TRIBUNAL DE JUSTIÇA DO ESTADO DO PIAUÍ
ÓRGÃO JULGADOR : 4ª Câmara Especializada Cível
APELAÇÃO CÍVEL (198) No 0800585-24.2024.8.18.0059
APELANTE: MARIA DO REMEDIO CARVALHO DO NASCIMENTO
Advogado(s) do reclamante: REGIANE MARIA LIMA, FLAVIO FELIPE SAMPAIO DA ROCHA
APELADO: BANCO PAN S.A.
Advogado(s) do reclamado: HENRIQUE JOSE PARADA SIMAO
RELATOR(A): Desembargador ANTÔNIO SOARES DOS SANTOS
EMENTA
EMENTA:
APELAÇÃO CÍVEL. CONTRATO DE EMPRÉSTIMO CONSIGNADO. PEDIDO DE NULIDADE. RELAÇÃO DE TRATO SUCESSIVO. PRESCRIÇÃO DA PRETENSÃO. APLICAÇÃO DO CDC. SENTENÇA REFORMADA. AFASTAMENTO DA PRESCRIÇÃO. RETORNO DOS AUTOS A VARA DE ORIGEM. RECURSO CONHECIDO E PROVIDO.
1. Cediço que os contratos de mútuo (empréstimo) consignado, possuem natureza consumerista e que as instituições financeiras se submetem ao Código de Defesa do Consumidor (Súmula 297, do STJ);
2. Versando a matéria sobre relação de consumo e sendo de trato sucessivo, o prazo prescricional deve ser o previsto no art. 27, do CDC, qual seja, 5 (cinco) anos;
3. Em casos tais, o termo a quo deve ser a data do último desconto efetuado e não do primeiro. Precedentes.
4. Impossibilidade de julgamento de mérito da ação originária, consoante o art. 1.013, §4º, do CPC (Princípio da Causa Madura), vez que o processo não entrou na fase de produção de provas.

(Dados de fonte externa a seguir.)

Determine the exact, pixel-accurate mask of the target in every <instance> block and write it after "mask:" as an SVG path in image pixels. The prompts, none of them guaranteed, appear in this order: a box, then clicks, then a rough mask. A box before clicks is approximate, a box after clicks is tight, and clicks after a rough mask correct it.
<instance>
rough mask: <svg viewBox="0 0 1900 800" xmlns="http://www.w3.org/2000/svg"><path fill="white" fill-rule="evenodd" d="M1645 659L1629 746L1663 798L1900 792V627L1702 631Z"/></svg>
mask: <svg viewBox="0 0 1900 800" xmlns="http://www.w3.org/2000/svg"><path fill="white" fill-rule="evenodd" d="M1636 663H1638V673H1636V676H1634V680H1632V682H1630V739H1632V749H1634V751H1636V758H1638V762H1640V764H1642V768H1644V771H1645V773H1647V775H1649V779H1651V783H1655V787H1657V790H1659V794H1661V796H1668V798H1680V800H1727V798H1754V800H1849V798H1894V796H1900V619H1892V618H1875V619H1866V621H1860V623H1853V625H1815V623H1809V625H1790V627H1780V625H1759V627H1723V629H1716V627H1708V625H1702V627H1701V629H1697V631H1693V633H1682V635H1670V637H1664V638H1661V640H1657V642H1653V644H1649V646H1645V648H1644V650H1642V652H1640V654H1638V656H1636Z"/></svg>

5. Recurso conhecido e provido.
RELATÓRIO
APELAÇÃO CÍVEL (198) -0800585-24.2024.8.18.0059
Origem:
APELANTE: MARIA DO REMEDIO CARVALHO DO NASCIMENTO
Advogados do(a) APELANTE: FLAVIO FELIPE SAMPAIO DA ROCHA - PI7457-A, REGIANE MARIA LIMA - PI12105-A
APELADO: BANCO PAN S.A.
RELATOR(A): Desembargador 21ª Cadeira
RELATÓRIO
Trata-se de Apelação Cível interposta por MARIA DO REMÉDIO CARVALHO DO NASCIMENTO, contra sentença proferida pelo juízo da Vara Única da Comarca de Luís Correia/PI, nos autos da AÇÃO DE RESTITUIÇÃO DE VALORES C/C INDENIZAÇÃO POR DANO MORAL, em face de BANCO PAN S.A., ora apelado.
Na sentença recorrida, o juízo de primeiro grau, extinguiu o processo, com resolução do mérito, nos termos do art. 332, § 1º, do CPC, pela ocorrência da prescrição, aduzindo que o prazo prescricional da ação ajuizada, tem como marco inicial, a data do primeiro desconto.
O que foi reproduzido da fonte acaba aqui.